The Interior News agreed not to use her name.
She was walking home from an evening out with her partner, who decided to stay out with friends. It is a short walk home past the RCMP station, through Chandler Park and along residential streets. The weather was decent and, of course, she felt confident walking home alone in her small town.
“A walk I’ve taken hundreds of times in my life. I’ve lived here for 20 years. And I don’t live very far … it’s not even a 10-minute walk,” she said.
“I was just in front of Chadler Park fields when I got grabbed from behind. And everything happened so fast and quick and brutally. It was horrible and I never saw a face because when I did manage to get away, I turned around and kicked, and all I saw was a silhouette because it was the highway lights behind him.”
The best description she could share was the man who sexually assaulted her was about 5’ 9” with a medium build and spiky hair.
Now she wants to make sure that if any women experienced the same thing, that they report it to police so they can find any trends and alert the public if they believe there is a danger of a serial rapist.
For now, Smithers RCMP Sgt. Darren Durnin said via email that he has fielded many questions on social media rumours that more than one person has been assaulted in the Chandler Park area.
“The Smithers RCMP have not received multiple complaints of sex offences in the community, including the Chandler Park area. Any sexual offence allegation is taken seriously and investigated thoroughly. During the course of any investigation where a need to notify the public arises, we will complete a media release,” said Durnin.

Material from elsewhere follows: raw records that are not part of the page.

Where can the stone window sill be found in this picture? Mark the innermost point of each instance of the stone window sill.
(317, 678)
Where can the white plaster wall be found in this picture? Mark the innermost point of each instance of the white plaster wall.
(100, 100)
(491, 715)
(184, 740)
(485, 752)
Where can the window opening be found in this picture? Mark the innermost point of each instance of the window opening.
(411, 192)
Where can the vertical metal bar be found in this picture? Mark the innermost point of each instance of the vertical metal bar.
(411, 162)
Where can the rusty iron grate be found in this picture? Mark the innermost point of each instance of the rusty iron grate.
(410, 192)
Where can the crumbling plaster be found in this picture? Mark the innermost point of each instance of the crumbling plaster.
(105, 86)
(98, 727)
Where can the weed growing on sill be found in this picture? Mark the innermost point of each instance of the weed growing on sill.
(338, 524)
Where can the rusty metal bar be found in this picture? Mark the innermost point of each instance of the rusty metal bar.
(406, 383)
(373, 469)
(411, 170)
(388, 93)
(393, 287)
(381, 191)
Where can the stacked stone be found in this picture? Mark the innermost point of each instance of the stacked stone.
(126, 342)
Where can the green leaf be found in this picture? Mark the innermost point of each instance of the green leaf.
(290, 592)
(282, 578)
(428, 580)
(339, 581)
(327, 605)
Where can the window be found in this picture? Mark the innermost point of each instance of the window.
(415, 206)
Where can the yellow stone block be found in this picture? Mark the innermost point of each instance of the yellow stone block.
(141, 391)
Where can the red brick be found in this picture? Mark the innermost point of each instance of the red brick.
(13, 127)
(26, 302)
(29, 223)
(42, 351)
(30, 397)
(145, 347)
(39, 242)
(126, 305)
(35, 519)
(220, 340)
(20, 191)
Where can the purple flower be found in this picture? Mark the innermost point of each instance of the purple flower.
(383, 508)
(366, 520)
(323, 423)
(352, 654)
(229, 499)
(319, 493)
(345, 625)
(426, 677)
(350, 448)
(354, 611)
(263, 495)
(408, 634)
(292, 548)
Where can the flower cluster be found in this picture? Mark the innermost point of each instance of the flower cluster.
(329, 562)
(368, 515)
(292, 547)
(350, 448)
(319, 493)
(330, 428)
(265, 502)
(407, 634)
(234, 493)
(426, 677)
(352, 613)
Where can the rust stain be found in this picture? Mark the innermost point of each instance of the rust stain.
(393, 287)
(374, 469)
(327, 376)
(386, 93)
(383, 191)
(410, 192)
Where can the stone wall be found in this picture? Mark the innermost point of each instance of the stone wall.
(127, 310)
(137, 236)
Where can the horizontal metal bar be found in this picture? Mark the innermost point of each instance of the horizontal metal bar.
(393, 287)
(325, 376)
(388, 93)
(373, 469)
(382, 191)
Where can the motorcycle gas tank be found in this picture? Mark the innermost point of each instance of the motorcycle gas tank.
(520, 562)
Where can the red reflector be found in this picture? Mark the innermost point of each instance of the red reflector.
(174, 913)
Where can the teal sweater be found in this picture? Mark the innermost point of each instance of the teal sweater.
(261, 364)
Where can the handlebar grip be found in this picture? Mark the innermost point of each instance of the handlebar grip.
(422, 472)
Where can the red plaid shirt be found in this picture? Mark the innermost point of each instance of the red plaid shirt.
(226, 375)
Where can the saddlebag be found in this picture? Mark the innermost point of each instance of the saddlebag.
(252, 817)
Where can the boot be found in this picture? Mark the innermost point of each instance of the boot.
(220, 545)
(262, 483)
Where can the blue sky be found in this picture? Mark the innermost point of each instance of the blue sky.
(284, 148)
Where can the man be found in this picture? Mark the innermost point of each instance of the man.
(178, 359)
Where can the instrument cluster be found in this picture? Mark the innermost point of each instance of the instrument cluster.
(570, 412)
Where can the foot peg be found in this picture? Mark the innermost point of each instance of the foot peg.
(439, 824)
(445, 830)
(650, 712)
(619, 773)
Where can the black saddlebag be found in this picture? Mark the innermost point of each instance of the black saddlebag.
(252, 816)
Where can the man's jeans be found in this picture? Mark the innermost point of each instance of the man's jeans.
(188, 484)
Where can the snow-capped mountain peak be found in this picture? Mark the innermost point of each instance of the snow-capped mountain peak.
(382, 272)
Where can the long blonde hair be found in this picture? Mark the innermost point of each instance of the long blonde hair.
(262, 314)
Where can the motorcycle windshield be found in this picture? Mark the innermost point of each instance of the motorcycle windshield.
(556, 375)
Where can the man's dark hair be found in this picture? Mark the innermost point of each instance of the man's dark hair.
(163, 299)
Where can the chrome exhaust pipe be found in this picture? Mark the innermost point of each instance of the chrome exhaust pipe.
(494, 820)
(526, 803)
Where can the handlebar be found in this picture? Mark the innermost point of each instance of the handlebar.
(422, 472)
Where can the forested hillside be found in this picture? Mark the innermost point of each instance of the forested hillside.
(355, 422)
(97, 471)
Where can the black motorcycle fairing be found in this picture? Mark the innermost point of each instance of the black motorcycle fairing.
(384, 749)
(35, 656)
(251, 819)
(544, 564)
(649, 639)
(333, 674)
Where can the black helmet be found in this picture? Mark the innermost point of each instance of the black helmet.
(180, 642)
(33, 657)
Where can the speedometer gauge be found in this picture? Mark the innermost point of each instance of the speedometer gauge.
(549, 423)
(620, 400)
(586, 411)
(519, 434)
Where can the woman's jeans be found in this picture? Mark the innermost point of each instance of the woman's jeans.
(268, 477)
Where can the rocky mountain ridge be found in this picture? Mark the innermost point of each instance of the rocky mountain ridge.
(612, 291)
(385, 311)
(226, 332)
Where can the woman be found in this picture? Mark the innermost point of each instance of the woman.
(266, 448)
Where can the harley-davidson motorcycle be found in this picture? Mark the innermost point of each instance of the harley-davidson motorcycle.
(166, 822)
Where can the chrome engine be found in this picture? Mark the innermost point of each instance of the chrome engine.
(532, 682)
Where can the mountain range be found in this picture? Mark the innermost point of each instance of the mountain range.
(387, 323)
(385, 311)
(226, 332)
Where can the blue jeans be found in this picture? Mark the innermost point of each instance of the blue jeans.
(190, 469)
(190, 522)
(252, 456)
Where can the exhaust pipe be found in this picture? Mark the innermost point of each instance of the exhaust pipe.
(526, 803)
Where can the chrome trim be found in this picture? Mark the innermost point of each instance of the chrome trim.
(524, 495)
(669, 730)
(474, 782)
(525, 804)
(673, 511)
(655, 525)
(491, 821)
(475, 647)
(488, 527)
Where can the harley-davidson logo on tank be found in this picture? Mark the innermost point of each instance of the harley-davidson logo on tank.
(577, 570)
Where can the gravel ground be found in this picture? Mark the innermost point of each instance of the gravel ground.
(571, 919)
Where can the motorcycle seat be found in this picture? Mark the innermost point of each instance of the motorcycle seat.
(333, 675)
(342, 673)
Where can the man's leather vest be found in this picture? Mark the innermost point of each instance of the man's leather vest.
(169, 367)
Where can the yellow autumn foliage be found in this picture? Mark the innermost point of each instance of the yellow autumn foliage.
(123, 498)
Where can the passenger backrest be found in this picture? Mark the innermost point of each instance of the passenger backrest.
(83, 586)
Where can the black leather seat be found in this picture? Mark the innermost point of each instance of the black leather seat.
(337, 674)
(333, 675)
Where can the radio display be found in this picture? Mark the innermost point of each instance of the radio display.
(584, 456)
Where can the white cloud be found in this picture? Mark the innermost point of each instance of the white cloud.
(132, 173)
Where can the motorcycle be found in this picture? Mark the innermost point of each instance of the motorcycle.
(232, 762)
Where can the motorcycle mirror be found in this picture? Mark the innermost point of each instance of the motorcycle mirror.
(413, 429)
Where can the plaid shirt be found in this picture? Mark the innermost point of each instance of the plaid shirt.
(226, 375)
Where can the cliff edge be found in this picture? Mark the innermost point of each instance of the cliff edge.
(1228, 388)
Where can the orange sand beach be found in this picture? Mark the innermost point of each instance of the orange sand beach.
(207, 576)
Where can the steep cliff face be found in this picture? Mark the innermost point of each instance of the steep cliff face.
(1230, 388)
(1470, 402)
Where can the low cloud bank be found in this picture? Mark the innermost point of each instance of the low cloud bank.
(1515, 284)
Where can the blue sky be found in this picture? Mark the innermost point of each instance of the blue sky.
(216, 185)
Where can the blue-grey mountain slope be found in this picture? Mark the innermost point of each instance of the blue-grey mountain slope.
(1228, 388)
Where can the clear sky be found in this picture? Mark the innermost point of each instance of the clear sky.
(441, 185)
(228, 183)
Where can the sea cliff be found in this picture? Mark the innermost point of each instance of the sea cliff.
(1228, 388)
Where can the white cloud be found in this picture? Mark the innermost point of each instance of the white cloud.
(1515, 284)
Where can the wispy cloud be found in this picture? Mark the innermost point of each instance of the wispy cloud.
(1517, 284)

The woman said many feel there is too much of a stigma and are hesitant to report sexual assaults. Even she isn’t sure she would have called 911 if she had not run into someone she knew on the street shortly after the attack.
She has told her story on Facebook because she wants to break down that stigma.
“Nobody wants their name out on social media because there’s such a stigma attached. ‘What did you do to deserve it?’ ” she explained.
Sgt. Durnin said the RCMP need people to report any crime to not only investigate, but identify trends and be more responsive to emerging issues.
“Every investigation is unique and the outcomes will vary depending upon the circumstances but there is a recent example (February 2018), where a victim came forward involving several violent offences, including a sexual assault, that allowed us to locate and arrest a male who also had outstanding warrants. If that victim had not come forward and not provided an account to our officers, we may have never located the male and other people may have subsequently been at risk,” said Durnin.
“If there are any unreported instances of any offences, real or perceived risks to safety, from anyone, especially involving sexual offences, we need to know and want people to come forward.”
It has been a tough road to recovery for the woman, but she said she is getting help that is offered to all victims.
“I am in therapy. I have company all the time … [Northern Society for] Domestic Peace victim services, they’re all there,” she said.
She said it is not easy. The victim blaming is the hardest for her.
“You just feel like the worst possible human being … You have to put on this happy face and act like life is normal, but on the inside you’re fucking dying. And you can’t shower enough. And every day you have to wake up and every day you have to go to work and you have to live your life when this horrible, horrible thing has happened,” she shared.
“And the only reason I’m speaking out — if I hadn’t heard it happened to other people, I probably would never have spoken out … I want to give them strength. It’s so hard.”